Mozilla study reaffirms that internet history can be used for “reidentification”

A recent research paper has reaffirmed that our internet history can be reliably used to identify us. The research was conducted by Sarah Bird, Ilana Segall, and Martin Lopatka from Mozilla and is titled: Replication: Why We Still Can’t Browse in Peace:On the Uniqueness and Reidentifiability of Web Browsing Histories. The paper was released at the Symposium on Usable Privacy and Security and is a continuation of a 2012 paper which highlighted the same reidentifiability problem.
Just your internet history can be used to reidentify you on the internet
Using data from 52,000 consenting Firefox users, the researchers were able to identify 48,919 distinct browsing profiles which had 99% uniqueness.
This is especially concerning because internet history is routinely sold by your internet service provider (ISP) and mobile data provider to third party advertising and marketing firms which are demonstrably able to tie a list of sites back to an individual they already have a profile on – even if the ISP claims to be “anonymizing” the data being sold.
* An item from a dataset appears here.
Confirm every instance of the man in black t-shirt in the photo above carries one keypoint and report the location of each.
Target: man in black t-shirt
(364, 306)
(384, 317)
This is legally sanctioned activity ever since 2017 when Congress voted to get rid of broadband privacy and allow the monetization of this type of data collection.
This type of “history based profiling” is undoubtedly being used to build ad profiles on internet users around the world. Previous studies have shown that an IP address usually stays static for about a month – which the researchers noted “is more than enough time to build reidentifiable browsing profiles.”
It isn’t just our ISPs and mobile data providers that are siphoning up browsing history and using it for fingerprinting purposes, though. The authors noted in the abstract:
“[…] we observe numerous third parties pervasive enough to gather web histories sufficient to leverage browsing history as an identifier.”
These third parties include obvious players with a lot of insight into internet traffic such as Facebook and Google. All hope is not lost, though. In their user-facing recommendations section, the researchers commented:
“Until the state of the web has improved, the onus of ensuring privacy often falls on the user.”
Reidentification is a provable, real problem on the internet that internet users need to prepare for. It’s unfortunate that the internet infrastructure isn’t set up to respect privacy, and it’s unclear if it ever will be.